My personal notes for Learn Database Normalization

A video by Decomplexify

What is Database Normalization?

A good database design can sometimes protect against bad data. The database structure can restrict bad data from being entered, preventing issues and inconsistencies.

This is known as a data integrity failure—the database cannot be correct because it disagrees with itself.

When you normalize a database table, you structure it in such a way that it can’t express redundant information. For example, in a normalized table, you wouldn’t be able to give [a customer] two dates of birth, even if you wanted to. Very broadly, the table can only express one version of the truth.

Normalized tables are:

  • Easier to understand
  • Easier to enhance and extend
  • Protected from insertion anomalies, update anomalies and deletion anomalies.

Normal forms are sets of criteria that we can use to determine how “safely” the data is structured to prevent the problems listed above.

Disclaimer

It’s important to note that this video doesn’t intend to be rigorously and pedantically accurate. Instead, it focuses on practical definitions that are correct most of the time.

Core Concepts

Anomolies

When a database is not normalized, it’s possible to introduce a few types of anomalies to the data integrity:

  • Creation anomaly: We’re unable to insert data because we don’t have all the data needed to insert a row into the database.
  • Upsert anomaly: Updating data in one row creates a logical inconsistency that is incongruent with another.
  • Deletion anomaly: When deleting a row from a table, we lose data structurally unrelated to that row.

Dependencies

It’s also important to understand the idea of a functional dependency, where each value of the attribute/attributes on the left side of the arrow is associated with exactly one value of the attribute on the right side.

For example, {Player_ID, Item_Type} → {Item_Quantity} expresses that each combination of Player_ID and Item_Type is associated with a specific value of Item_Quantity.

There are many other types of dependencies in database, and they’re covered in more detail in the normal forms below.

First Normal Form (1NF)

A table in first normal form must meet a few separate criteria:

  • Row order: There is no right order. Relational databases should not depend on row order. If you find yourself relying on row order to convey meaning, be explicit and add a column for that data instead.
  • Mixing data types: You can’t mix data types within a column. There’s an explicit version with union data types, which all RDMSs won’t allow you to do. There’s also an implicit version of this, where you represent multiple values incorrectly as a more generic type, such as representing numbers as a string and mixing them with string values.
  • Primary key: Every table should have a primary key.
  • Repeating groups: Don’t restrict repeating groups of data items in a single row (or even a single column). Instead, split these into a separate table.

Second Normal Form (2NF)

This is how the non-key columns (non-key attributes) relate to the primary key. Non-key attributes are attributes part of the primary key.
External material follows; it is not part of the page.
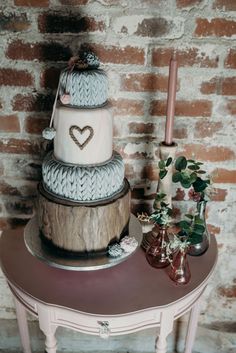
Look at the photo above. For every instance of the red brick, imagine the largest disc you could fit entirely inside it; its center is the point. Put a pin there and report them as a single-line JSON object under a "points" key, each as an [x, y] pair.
{"points": [[218, 27], [225, 5], [129, 171], [150, 172], [212, 86], [183, 108], [19, 146], [229, 86], [154, 27], [212, 154], [139, 207], [18, 50], [229, 292], [12, 77], [34, 125], [139, 193], [32, 3], [141, 128], [230, 61], [74, 2], [9, 123], [49, 78], [207, 128], [14, 22], [231, 106], [144, 82], [119, 55], [128, 107], [224, 176], [187, 3], [31, 103], [57, 23], [219, 194], [188, 57]]}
Informally, second normal form says each non-key attribute must depend on the entire primary key.

Third Normal Form (3NF)

The table cannot have any transitive dependencies. This means that a non-key attribute cannot depend on another non-key attribute. In other words:

Every non-key attribute should depend on the key, the whole key, and nothing but the key.

For a stricter version of 3NF, known as Boyce-Codd normal form, you can remove “non-key" from this definition.

Every attribute should depend on the key, the whole key, and nothing but the key.

Fourth Normal Form (4NF)

A multi-value dependency indicates a relationship between three or more attributes where the values for one attribute restrict the values of another attribute to a specific set of possible values.

These are written with a double arrow (↠).

Fourth normal form says that the only kind of non-trivial multivalued dependencies we’re allowed to have in a table must be multivalued dependencies on the key.

Fifth Normal Form (5NF)

If we want to ensure that a table that’s in fourth normal form is also in fifth normal form, we need to ask ourselves can be logically thought of as the result of joining some other tables together.

In other words:

It must not be possible to describe the table as being the logical result of joining some other tables together.